You may have been prescribed multiple eye drops or need to use artificial tears. Make sure you wait at least five minutes in between using different drops.
Eye drops alone may not bring your eye pressure down to the desired level. So your eye doctor may also prescribe oral medicine. This medicine is usually a carbonic anhydrase inhibitor. Possible side effects include frequent urination, tingling in the fingers and toes, depression, stomach upset, and kidney stones.
Surgery and other therapies
Other treatment options include laser therapy and surgery. The following techniques may help to drain fluid within the eye and lower eye pressure:
- Laser therapy.Laser trabeculoplasty (truh-BEK-u-low-plas-tee) is an option if you can’t tolerate eye drops. It also may be used if medicine hasn’t slowed the progression of your disease. Your eye doctor also may recommend laser surgery before using eye drops. It’s done in your eye doctor’s office. Your eye doctor uses a small laser to improve the drainage of the tissue located at the angle where the iris and cornea meet. It may take a few weeks before the full effect of this procedure becomes apparent.
- Filtering surgery.This is a surgical procedure called a trabeculectomy (truh-bek-u-LEK-tuh-me). The eye surgeon creates an opening in the white of the eye, which also is known as the sclera. The surgery creates another space for fluid to leave the eye.
- Drainage tubes.In this procedure, the eye surgeon inserts a small tube in your eye to drain excess fluid to lower eye pressure.
- Minimally invasive glaucoma surgery (MIGS).Your eye doctor may suggest a MIGS procedure to lower your eye pressure. These procedures generally require less immediate postoperative care and have less risk than trabeculectomy or using a drainage device. They are often combined with cataract surgery. There are a number of MIGS techniques available, and your eye doctor will discuss which procedure may be right for you.
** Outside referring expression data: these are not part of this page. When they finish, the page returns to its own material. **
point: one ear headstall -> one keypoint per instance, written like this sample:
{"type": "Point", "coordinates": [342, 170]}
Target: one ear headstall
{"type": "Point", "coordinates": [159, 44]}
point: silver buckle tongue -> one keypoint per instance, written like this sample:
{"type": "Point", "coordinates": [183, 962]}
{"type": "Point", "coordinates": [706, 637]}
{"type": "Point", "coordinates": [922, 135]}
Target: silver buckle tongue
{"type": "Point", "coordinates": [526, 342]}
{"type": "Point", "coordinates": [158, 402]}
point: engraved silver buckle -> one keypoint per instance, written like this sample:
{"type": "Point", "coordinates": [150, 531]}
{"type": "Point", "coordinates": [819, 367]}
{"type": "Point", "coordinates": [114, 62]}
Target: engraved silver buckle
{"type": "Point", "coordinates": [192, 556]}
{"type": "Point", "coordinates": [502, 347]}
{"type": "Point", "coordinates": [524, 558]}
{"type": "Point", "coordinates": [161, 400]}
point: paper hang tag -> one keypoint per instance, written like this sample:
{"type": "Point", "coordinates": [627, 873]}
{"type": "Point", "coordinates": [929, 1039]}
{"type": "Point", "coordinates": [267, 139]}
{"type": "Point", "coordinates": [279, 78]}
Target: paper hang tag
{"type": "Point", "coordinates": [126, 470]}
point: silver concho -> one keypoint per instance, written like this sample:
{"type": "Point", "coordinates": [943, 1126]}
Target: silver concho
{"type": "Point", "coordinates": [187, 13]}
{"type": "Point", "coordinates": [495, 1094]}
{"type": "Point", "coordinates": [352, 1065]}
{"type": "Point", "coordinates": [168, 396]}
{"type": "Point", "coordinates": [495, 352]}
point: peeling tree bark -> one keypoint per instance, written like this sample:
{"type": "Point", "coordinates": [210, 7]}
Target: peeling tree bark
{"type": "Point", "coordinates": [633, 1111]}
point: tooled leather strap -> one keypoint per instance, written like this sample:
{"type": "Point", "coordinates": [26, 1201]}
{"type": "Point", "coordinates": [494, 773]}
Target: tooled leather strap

After your procedure, you’ll need to see your eye doctor for follow-up exams. And you may eventually need to undergo additional procedures if your eye pressure begins to rise or other changes occur in your eye.
Treating acute angle-closure glaucoma
Acute angle-closure glaucoma is a medical emergency. If you’re diagnosed with this condition, you’ll need urgent treatment to reduce the pressure in your eye. This generally will require treatment with medicine and laser or surgical procedures.
You may have a procedure called a laser peripheral iridotomy. The doctor creates a small hole in your iris using a laser. This allows fluid to flow through the iris. This helps to open the drainage angle of the eye and relieves eye pressure.